On Fri, Aug 24, 2018 at 12:06:22PM -0400, Clem Cole wrote:
IIRC, it was a server
and pretty inflexible in the I/O subsystem for that use.
Sun would quickly produce the first Sparcs, which as Larry has pointed out,
kicked butt and were cheaper
I dunno that they kicked butt, my memory is we were all playing leapfrog.
People remember the alpha with a lot of revisionist history, talking
about fast it was. I was actually measuring performance of all the
CPUs at that time and the Alpha I had wasn't anything to write home
about. SPARC was sort of like that too, it was better but it was
really really rare to have a chip that was 2x faster than its peers,
if that happened it was usually the introduction of one CPU generation
compared to the tail of another CPUs generation.

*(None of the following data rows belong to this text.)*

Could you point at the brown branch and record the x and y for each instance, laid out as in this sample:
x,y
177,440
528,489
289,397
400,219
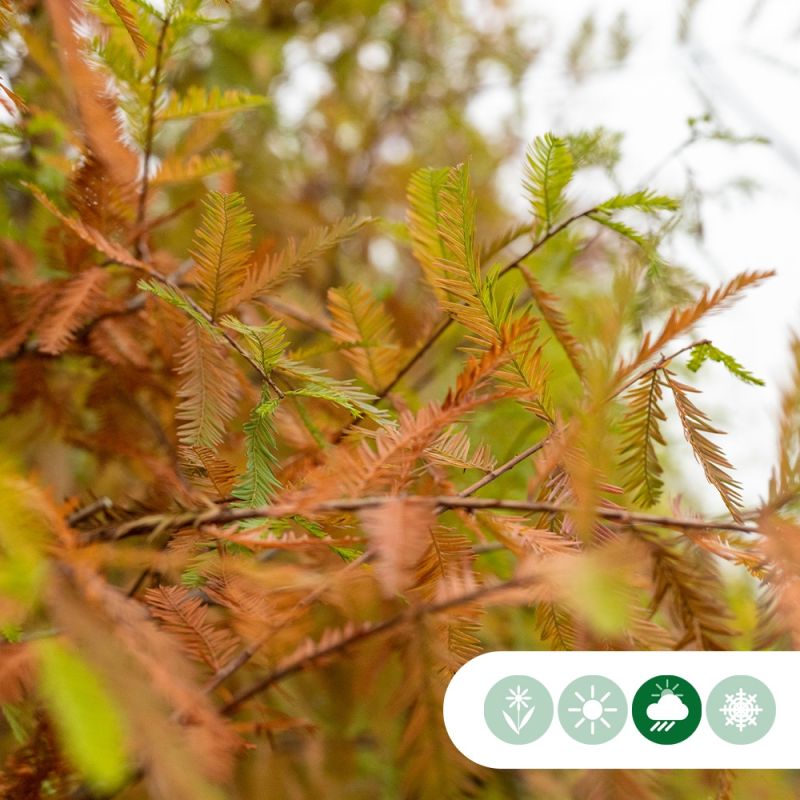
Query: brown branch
x,y
368,631
80,514
239,660
224,516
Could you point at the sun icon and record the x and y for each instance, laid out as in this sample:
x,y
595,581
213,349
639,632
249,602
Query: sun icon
x,y
592,710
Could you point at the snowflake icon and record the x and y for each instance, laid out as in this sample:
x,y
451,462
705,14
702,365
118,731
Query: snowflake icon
x,y
741,709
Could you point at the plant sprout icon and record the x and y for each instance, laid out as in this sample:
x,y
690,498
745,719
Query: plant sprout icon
x,y
592,710
518,698
668,709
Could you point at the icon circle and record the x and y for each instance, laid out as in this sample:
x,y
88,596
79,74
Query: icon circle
x,y
740,709
666,709
518,709
592,709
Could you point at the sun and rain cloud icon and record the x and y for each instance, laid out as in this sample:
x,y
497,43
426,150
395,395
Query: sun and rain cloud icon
x,y
668,709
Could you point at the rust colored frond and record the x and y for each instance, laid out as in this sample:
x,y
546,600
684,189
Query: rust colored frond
x,y
221,473
96,108
208,391
128,19
362,326
452,449
116,252
117,342
555,625
17,328
186,618
399,532
682,320
712,459
275,269
689,581
71,308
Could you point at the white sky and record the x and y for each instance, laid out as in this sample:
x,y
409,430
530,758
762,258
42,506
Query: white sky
x,y
744,57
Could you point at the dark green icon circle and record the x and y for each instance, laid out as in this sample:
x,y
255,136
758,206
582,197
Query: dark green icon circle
x,y
592,709
740,709
666,709
518,709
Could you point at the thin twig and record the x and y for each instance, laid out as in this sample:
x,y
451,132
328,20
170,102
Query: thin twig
x,y
238,661
368,631
80,514
225,516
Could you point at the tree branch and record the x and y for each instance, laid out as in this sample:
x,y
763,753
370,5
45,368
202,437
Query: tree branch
x,y
224,516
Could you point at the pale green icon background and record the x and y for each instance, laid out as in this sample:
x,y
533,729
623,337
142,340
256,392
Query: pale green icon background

The only 'successful' product that I can
remember that used the WE32100
was the second version (*a.k.a.* product version) of the Blit (Bart's first version
was 68000 IIRC).
Ah, the BLIT. Pretty sure Wisconsin's CS department had the first generation
(aren't those the ones that caught on fire?). I *loved* those terminals,
so much nicer than a single screen.
BTW, I had Greg Chesson here for a pig roast once, and he brought Bart.
I've got pics somewhere if anyone cares.